# PCGHX goes Tapatalk?!



## Necrobutcher (26. April 2010)

Hi,

ich benutze seit einiger Zeit Tapatalk, ein Programm mit dass das Forenleben auf dem iPhone, Android, BB etc. wesentlich einfacher gestaltet.

Tapatalk funktioniert mit einem einfach und kostenlosen Plugin für die Forenbetreiber, das in wenigen Schritten installiert ist.

Wäre klasse wenn ihr das umsetzen könntet!
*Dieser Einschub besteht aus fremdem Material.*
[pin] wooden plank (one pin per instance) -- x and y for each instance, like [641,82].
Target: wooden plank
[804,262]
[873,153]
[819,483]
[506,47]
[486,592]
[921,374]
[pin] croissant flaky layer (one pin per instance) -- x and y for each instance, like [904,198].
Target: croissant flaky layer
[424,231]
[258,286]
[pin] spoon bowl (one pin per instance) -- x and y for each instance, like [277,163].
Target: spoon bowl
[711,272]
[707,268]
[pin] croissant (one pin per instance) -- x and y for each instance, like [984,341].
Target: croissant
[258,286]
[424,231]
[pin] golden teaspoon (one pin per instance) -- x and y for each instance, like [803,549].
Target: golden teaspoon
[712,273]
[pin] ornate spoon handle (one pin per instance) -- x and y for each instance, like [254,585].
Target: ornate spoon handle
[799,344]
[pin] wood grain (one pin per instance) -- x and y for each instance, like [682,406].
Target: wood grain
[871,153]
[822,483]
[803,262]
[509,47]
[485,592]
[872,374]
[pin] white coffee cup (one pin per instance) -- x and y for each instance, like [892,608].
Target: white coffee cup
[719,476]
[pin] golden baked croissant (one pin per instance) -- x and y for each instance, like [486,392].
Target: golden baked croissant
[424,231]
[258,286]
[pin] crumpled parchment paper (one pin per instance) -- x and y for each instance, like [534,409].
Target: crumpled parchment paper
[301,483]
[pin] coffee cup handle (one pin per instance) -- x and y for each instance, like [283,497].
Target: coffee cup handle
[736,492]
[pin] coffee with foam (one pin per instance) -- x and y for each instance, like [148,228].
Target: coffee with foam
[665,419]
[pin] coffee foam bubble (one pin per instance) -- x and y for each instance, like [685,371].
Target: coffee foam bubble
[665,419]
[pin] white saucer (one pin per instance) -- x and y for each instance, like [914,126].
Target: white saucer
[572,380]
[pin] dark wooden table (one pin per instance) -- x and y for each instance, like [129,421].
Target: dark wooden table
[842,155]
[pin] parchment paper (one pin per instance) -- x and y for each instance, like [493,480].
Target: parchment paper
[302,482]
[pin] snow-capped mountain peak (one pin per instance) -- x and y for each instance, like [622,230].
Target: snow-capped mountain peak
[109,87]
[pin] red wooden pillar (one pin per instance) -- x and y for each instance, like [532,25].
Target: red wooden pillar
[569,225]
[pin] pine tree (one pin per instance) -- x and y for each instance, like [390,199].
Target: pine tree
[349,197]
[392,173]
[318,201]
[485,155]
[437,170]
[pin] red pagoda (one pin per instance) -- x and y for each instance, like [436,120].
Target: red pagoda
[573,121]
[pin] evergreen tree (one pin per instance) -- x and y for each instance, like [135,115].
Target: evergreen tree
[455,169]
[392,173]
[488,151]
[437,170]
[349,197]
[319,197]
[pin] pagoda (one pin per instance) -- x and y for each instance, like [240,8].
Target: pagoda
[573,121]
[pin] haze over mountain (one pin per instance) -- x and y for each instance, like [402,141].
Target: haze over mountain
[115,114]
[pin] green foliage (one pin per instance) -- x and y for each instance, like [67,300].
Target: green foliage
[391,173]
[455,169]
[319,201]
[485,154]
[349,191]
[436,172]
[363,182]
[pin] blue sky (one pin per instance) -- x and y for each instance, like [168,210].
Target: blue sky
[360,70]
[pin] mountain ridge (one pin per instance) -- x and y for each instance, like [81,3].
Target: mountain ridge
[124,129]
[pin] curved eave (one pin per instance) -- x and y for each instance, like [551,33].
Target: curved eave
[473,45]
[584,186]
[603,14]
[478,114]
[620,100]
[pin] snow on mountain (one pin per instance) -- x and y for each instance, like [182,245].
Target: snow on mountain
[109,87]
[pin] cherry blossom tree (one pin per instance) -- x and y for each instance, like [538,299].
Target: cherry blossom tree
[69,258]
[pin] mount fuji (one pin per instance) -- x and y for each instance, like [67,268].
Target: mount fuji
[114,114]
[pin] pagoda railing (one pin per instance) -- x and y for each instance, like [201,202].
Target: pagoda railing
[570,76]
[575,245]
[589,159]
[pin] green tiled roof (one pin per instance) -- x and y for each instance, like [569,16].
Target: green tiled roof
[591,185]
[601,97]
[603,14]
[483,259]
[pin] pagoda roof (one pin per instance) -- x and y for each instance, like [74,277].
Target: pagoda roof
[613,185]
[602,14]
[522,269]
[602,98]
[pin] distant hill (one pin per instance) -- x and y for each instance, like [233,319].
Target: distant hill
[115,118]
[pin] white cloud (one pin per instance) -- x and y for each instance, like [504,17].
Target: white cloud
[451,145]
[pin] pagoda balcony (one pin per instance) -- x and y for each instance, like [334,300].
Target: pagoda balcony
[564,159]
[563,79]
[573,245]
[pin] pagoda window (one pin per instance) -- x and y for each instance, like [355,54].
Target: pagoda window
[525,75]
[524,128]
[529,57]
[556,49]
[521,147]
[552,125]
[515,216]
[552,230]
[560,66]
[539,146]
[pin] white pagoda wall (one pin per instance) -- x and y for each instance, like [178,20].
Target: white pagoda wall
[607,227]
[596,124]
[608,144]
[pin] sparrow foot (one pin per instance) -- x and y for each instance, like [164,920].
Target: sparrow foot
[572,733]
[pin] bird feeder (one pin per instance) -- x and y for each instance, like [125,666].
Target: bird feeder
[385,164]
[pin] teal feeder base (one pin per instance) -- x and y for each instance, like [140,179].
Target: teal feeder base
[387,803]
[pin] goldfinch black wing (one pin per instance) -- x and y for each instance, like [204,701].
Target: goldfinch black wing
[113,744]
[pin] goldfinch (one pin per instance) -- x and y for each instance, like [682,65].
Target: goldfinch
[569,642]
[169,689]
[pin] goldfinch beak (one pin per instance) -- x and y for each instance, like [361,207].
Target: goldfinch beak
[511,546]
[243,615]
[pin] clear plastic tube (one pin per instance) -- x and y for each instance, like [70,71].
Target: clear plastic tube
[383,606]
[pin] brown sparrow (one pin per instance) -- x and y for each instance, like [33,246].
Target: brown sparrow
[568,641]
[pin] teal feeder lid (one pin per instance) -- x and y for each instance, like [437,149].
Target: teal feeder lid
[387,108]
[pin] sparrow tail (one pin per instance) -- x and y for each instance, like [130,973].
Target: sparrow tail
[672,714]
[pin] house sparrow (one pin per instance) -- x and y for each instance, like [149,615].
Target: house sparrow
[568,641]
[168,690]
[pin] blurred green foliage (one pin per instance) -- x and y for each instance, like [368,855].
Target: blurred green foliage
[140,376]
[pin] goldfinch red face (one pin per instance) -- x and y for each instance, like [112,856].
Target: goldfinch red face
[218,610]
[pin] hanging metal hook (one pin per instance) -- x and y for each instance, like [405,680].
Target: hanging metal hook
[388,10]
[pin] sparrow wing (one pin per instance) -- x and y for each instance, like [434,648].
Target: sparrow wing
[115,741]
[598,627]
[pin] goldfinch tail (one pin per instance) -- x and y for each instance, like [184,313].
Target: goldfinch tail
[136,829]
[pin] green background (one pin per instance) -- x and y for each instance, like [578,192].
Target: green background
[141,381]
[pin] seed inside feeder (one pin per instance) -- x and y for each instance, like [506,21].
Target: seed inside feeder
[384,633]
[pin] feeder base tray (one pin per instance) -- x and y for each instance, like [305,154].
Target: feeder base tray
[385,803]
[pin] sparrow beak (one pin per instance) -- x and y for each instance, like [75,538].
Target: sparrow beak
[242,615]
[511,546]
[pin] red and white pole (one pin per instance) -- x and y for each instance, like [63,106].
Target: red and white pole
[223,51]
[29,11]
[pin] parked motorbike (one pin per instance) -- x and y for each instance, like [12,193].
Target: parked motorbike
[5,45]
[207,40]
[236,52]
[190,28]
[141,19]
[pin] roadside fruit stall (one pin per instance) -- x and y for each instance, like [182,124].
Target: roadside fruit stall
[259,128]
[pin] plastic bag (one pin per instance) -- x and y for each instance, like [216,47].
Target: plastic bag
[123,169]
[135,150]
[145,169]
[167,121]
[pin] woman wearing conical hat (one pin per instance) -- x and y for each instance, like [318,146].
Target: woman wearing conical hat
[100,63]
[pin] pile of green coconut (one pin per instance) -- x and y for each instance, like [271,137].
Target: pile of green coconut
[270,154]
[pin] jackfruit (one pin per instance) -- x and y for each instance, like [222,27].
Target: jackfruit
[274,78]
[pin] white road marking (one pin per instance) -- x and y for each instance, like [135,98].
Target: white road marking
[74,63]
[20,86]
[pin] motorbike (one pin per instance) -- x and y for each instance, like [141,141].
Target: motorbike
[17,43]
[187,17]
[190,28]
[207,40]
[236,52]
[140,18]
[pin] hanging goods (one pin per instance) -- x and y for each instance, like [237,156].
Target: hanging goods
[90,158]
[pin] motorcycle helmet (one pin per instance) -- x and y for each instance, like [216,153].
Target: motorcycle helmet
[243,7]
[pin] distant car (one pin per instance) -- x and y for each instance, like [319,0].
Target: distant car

Tapatalk - iPhone Android Nokia BlackBerry forum app for vBulletin phpBB IPBoard SMF

MfG


----------



## Falk (26. April 2010)

Wir haben uns das bereits vor einiger Zeit einmal angeschaut, da war die App noch nicht fertig. Wenn sich jetzt da etwas getan hat werden wir es prüfen.


----------



## Necrobutcher (3. Mai 2010)

Gibts hier Neuigkeiten?


----------



## team-o-see (15. Mai 2010)

würde mich auch interessieren, also hwluxx und pocketpc.ch haben es und und tapatalk ist wesentlich geiler als z.B. dann iphone app für hwluxx


also wäre super wenn es gehen würde!!


----------



## M@rs (6. Juni 2010)

hat sich schon was getan? wäre auch interressiert daran


----------



## team-o-see (6. Juni 2010)

Also habe mit.tapatalk nix gefunden. Wäre aber trotzdem gut wenn es ein mod Joch bestätigen würde dass es eben nicht geht...vllt habe ich ja auch nur falsch gesucht...


----------



## iRaptor (6. Juni 2010)

Täte mich auch darüber freuen.


----------



## sirhot (13. Juli 2010)

gibt es hierzu schon etwas neues?


----------



## DAEF13 (13. Juli 2010)

Versuch mal, die Startseite (pcgh.de) mit einem gängigen Smartphone zu öffnen


----------



## Necrobutcher (13. Juli 2010)

Es geht nicht um die PCGH Seite sondern um das Forum 

Tut sich hier was? Wäre erstklassig...


----------



## sirhot (13. Juli 2010)

DAEF13 schrieb:


> Versuch mal, die Startseite (pcgh.de) mit einem gängigen Smartphone zu öffnen



das geht auch ohne probleme aber mit Tapatalk wären einträge im Forum wesentlich einfacher


----------



## PAN1X (26. Januar 2011)

Und? Hat sich nun was getan? Neuer Stand?  Habe mir vorhin die App gekauft, weil ich viel auf Android-Hilfe und XDA Devs herumirre. Aber für hier wäre das auch sehr praktisch!


----------



## Necrobutcher (26. Januar 2011)

Scheint leider so als ob nein


----------



## AdeE (26. Januar 2011)

Tag,

einfach die App aus dem Apple-Store oder Android-Markt herunterladen.

PCGH Extreme: Die App für Android und iOS (beispielsweise iPhone 4) jetzt testen - Erinnerung - iphone, app, android, ipad
http://extreme.pcgameshardware.de/p...e-iphone-4-jetzt-kostenlos-herunterladen.html
http://www.appbrain.com/app/pcgh-extreme/net.endoftime.android.forumrunner.pcghextreme


----------



## Falk (26. Januar 2011)

Genau, AdeE hat es erfasst: wir bieten eine eigene App an und setzen deswegen nicht auf Tapatalk (warum zwei Lösungen für ein Problem verwenden...). Die App gibt es sowohl für Android als auch für iOS und ist natürlich kostenlos.


----------



## PAN1X (26. Januar 2011)

Hat aber so einige Bugs, die Tapatalk nicht hat


----------



## Falk (26. Januar 2011)

Wenn man entsprechenden Threads in einem anderen großen deutschen Hardwareforum folgt, die auch Tapatalk benutzen (als gebrandete Version), hat Tapatalk dafür andere Probleme. Perfekt ist wohl noch keine dieser Lösungen, und unsere App wird aktiv weiterentwickelt.


----------



## Maggats (16. März 2011)

Toll. Für jede Kleinigkeit eine extra app installieren, wenn man doch alles in einer app organisieren könnte. Danke pcgh.


----------